Flexibilität in Entscheidungen, die auch widersprüchlich zu vorherigen Entscheidungen stehen, finde ich generell gut. Das ist notwendig in einem so hochdynamischen Prozess. Was mich stutzig macht, ist, dass man in diesem Plan so viel Gewicht darauf legt, dass die Infektionszahlen in niedrigem Bereich stabil bleiben werden. Das ist ein völlig unwahrscheinliches Szenario.

Ist das ein Stück weit Realitätsverweigerung?

Das glaube ich nicht. Ich hätte mir aber gewünscht, dass man die Regionalisierung viel stärker betont, dass man da viel näher an die Realität rangeht. Am Beispiel Sachsen erklärt: Ein großer Teil sächsischer Gemeinden hat eine Inzidenz von unter 10, manche sind schon infektionsfrei.
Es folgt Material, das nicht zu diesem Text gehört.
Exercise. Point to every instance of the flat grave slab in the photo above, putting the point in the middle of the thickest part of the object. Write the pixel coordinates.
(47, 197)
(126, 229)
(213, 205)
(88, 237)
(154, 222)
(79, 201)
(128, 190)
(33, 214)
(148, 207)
Da kann man sofort über Lockerungen in Verbindung mit Tests nachdenken.

Nur in einigen Städten gibt es hohe Inzidenzen, nur in diesen Hotspots muss man anders reagieren. Diese spezifische, regionale Betrachtung und auch Betonung auf dieses differenzierte Vorgehen fehlen mir im Beschluss. In der #NoCovid-Initiative wird gerade dieser regionale Ansatz verfolgt.

Schleswig-Holstein hat heute bekannt gegeben, dass es den Einzelhandel ab Montag wieder öffnet – mit noch nicht näher benannten Ausnahmeregeln für Hotspots. Die landesweite Inzidenz liegt bei 47,7, in Flensburg liegt sie aber zum Beispiel bei 144,2. Wie würden Sie in einem solchen Fall vorgehen?

Klug wäre es, nur die Gemeinden zu öffnen, die Inzidenzwerte unter 10 haben, oder schon ganz infektionsfrei sind. Aber in Flensburg sollte man unbedingt auf Öffnungen verzichten, hier hat man das Infektionsgeschehen nicht im Griff.